16/01/2011 11 articles fr.readwriteweb.com  12min #47856

 « cet article a été censuré en Tunisie. Partagez-le »

Ceci n'est ni une Wikileaks-révolution ni une Twitter-révolution #sidibouzid

Avant de se ruer sur les analyses d'un phénomène que beaucoup viennent de découvrir, ou pire de ressortir les vieux papiers sur la révolution verte iranienne - et d'en tenter une réecriture rapide - pour être les premiers sur Google News, il conviendrait d'entendre ceux qui sont au front et qui m'ont poussé à écrire ce billet. Il serait, au regard de la disproportion entre l'ampleur de l'évènement et la taille de sa couverture par la presse, de bon ton de laisser les héros de cette révolution laisser lui apposer des qualificatifs marketing tels que Jasmin, qui semble en énerver plus d'un.

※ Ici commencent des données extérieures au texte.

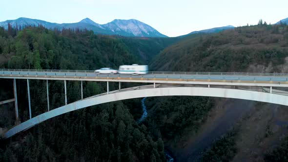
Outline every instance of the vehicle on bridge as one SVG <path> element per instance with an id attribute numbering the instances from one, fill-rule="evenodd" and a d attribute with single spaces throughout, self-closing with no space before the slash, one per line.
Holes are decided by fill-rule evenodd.
<path id="1" fill-rule="evenodd" d="M 95 73 L 98 74 L 117 74 L 117 70 L 110 68 L 110 67 L 103 67 L 100 69 L 96 70 Z"/>
<path id="2" fill-rule="evenodd" d="M 118 70 L 119 74 L 145 74 L 148 73 L 148 65 L 139 65 L 133 64 L 132 65 L 121 65 Z"/>

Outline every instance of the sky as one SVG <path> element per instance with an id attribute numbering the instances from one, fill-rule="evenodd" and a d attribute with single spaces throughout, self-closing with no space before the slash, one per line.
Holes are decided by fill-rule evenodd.
<path id="1" fill-rule="evenodd" d="M 134 19 L 176 37 L 215 27 L 274 23 L 288 18 L 288 0 L 2 0 L 0 21 L 20 17 L 51 22 L 86 18 L 104 24 Z"/>

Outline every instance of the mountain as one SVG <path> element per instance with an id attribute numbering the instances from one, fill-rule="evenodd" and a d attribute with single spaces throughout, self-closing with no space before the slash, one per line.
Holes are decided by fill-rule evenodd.
<path id="1" fill-rule="evenodd" d="M 94 33 L 103 35 L 119 35 L 125 37 L 167 37 L 159 33 L 151 26 L 136 20 L 115 20 L 105 24 L 100 24 L 89 18 L 84 19 L 78 22 L 57 23 L 42 20 L 20 18 L 14 20 L 0 22 L 0 26 L 8 28 L 8 24 L 12 26 L 38 26 L 41 24 L 47 28 L 63 28 L 87 29 Z"/>
<path id="2" fill-rule="evenodd" d="M 286 19 L 284 19 L 283 20 L 281 20 L 278 21 L 276 23 L 276 24 L 279 24 L 280 23 L 280 22 L 282 22 L 282 23 L 285 23 L 287 24 L 288 24 L 288 18 L 286 18 Z"/>
<path id="3" fill-rule="evenodd" d="M 167 37 L 148 25 L 135 19 L 116 19 L 103 26 L 117 35 L 144 37 Z"/>
<path id="4" fill-rule="evenodd" d="M 202 30 L 200 30 L 200 31 L 194 31 L 188 34 L 183 35 L 183 36 L 181 36 L 179 37 L 186 37 L 187 36 L 190 35 L 191 34 L 197 34 L 197 33 L 218 33 L 218 32 L 224 31 L 224 30 L 234 29 L 234 28 L 235 28 L 235 27 L 234 27 L 232 25 L 227 25 L 227 26 L 222 26 L 222 27 L 215 27 L 215 28 L 211 28 L 211 29 Z"/>

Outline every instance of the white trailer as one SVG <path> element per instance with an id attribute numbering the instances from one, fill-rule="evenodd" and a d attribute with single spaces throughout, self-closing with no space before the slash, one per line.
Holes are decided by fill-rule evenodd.
<path id="1" fill-rule="evenodd" d="M 139 65 L 133 64 L 132 65 L 121 65 L 118 70 L 119 74 L 145 74 L 148 73 L 148 65 Z"/>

Ils sont artistes, blogueurs, rappeurs, et même si leur agenda est quelque peu bousculé ces temps-ci et qu'ils sont difficiles à joindre, ils sont parfaitement rompus à l'art de l'expression publique. Leur demander leur avis (ou à défaut les lire), évitera bien des malentendus, et surtout contribuera à limiter les dégâts considérables qu'a subie l'image de la France en Tunisie ces dernières semaines.

Les Tunisiens, très connectés et désormais libérés, ne manqueront pas pour témoigner (on va en publier ici, vous vous en doutez). De mon coté, après quelques Tweets et quelques mails échangés, il m'a paru important de donner une impression globale, notamment sur le rôle de Twitter et Wikileaks, dont le choix pour illustrer journalistiquement la Revolution 2.0 exaspère ceux qui, sur place, comptent les morts.

Twitter n'est apparu que très récemment dans la Révolution Tunisienne. Il n'y a eu qu'un rôle tardif et secondaire. Il montre une vraie capacité à lancer des alertes, qu'elles soient issues d'un individu isolé appelant à l'aide ou destiné à prévenir d'un évènement, au milieu du chaos qui a suivit le départ de Ben Ali (et qui semble être repris en main par l'armée, je vous incite à rester des plus vigilants là dessus).

Comme durant la révolution verte, il sert à diffuser l'info, a approuver les Tweet des uns et des autres par un retweet. Assez classique, finalement, en dehors des alertes qui pourraient jouer un rôle intéressant et utile dans le chaos post-exil de Ben Ali.

Nous auront droit sans nul doute aux habituelles ritournelles sur la fiabilité des sources, et la façon de faire avec des sources non vérifiées en abordant le problème de façon plus statistique (il y a une mine d'or, au passage, en matière de realtime datajournalism, à bon entendeur.../-).

On a aussi assisté à de réelles difficultés de compréhension des usages de la part de journalistes, qui peinent à saisir qu'ils sont face à des activistes en pleine infowar et pas face à des confrères ou des apprentis journalistes. L'épisode de l'avion de Ben Ali en fuite fut un sommet d'incompréhension savoureux.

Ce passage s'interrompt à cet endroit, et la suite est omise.